2. Removed deprecated pkgmgr.yml manifest installer:
- Dependency resolution is now delegated entirely to real package managers (Nix, pip, make, distro build tools).
- Simplifies layering and avoids unnecessary recursion.
3. Reworked OS-specific installers:
- Arch PKGBUILD now uses 'makepkg --syncdeps --cleanbuild --install --noconfirm'.
- Debian installer now builds proper .deb packages via dpkg-buildpackage + installs them.
- RPM installer now builds packages using rpmbuild and installs them via rpm.
4. Switched from remote GitHub flakes to local-flake execution:
- Wrapper now executes: nix run /usr/lib/package-manager#pkgmgr
- Avoids lock-file write attempts and improves reliability in CI.

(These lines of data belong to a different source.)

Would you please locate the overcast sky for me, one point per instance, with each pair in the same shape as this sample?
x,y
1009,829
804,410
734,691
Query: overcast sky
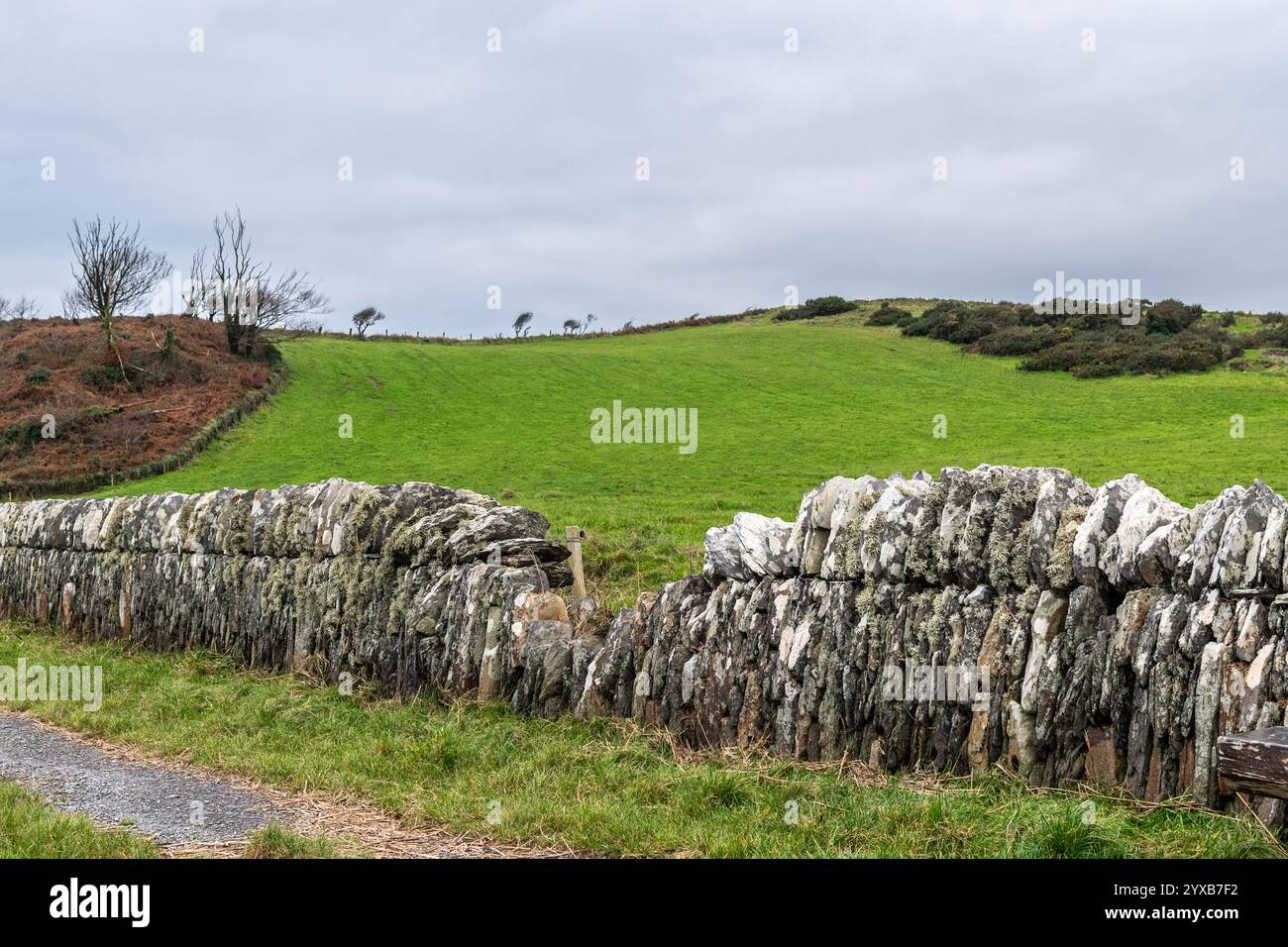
x,y
767,167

5. Added bash -i based integration test:
- Correctly sources ~/.bashrc and evaluates alias + venv activation.
- ‘pkgmgr --help’ is now printed for debugging without failing tests.
6. Updated unit tests across all installers:
- Removed references to manifest installer.
- Adjusted expectations for new behaviors (makepkg, dpkg-buildpackage, rpmbuild).
- Added capability subsystem tests.
7. Improved flake.nix packaging logic:
- The entire project source tree is copied into the runtime closure.
- pkgmgr wrapper now executes runpy inside the packaged directory.
Together, these changes create a predictable, layered, capability-driven installer pipeline with consistent behavior across Arch, Debian, RPM, Nix, and Python layers.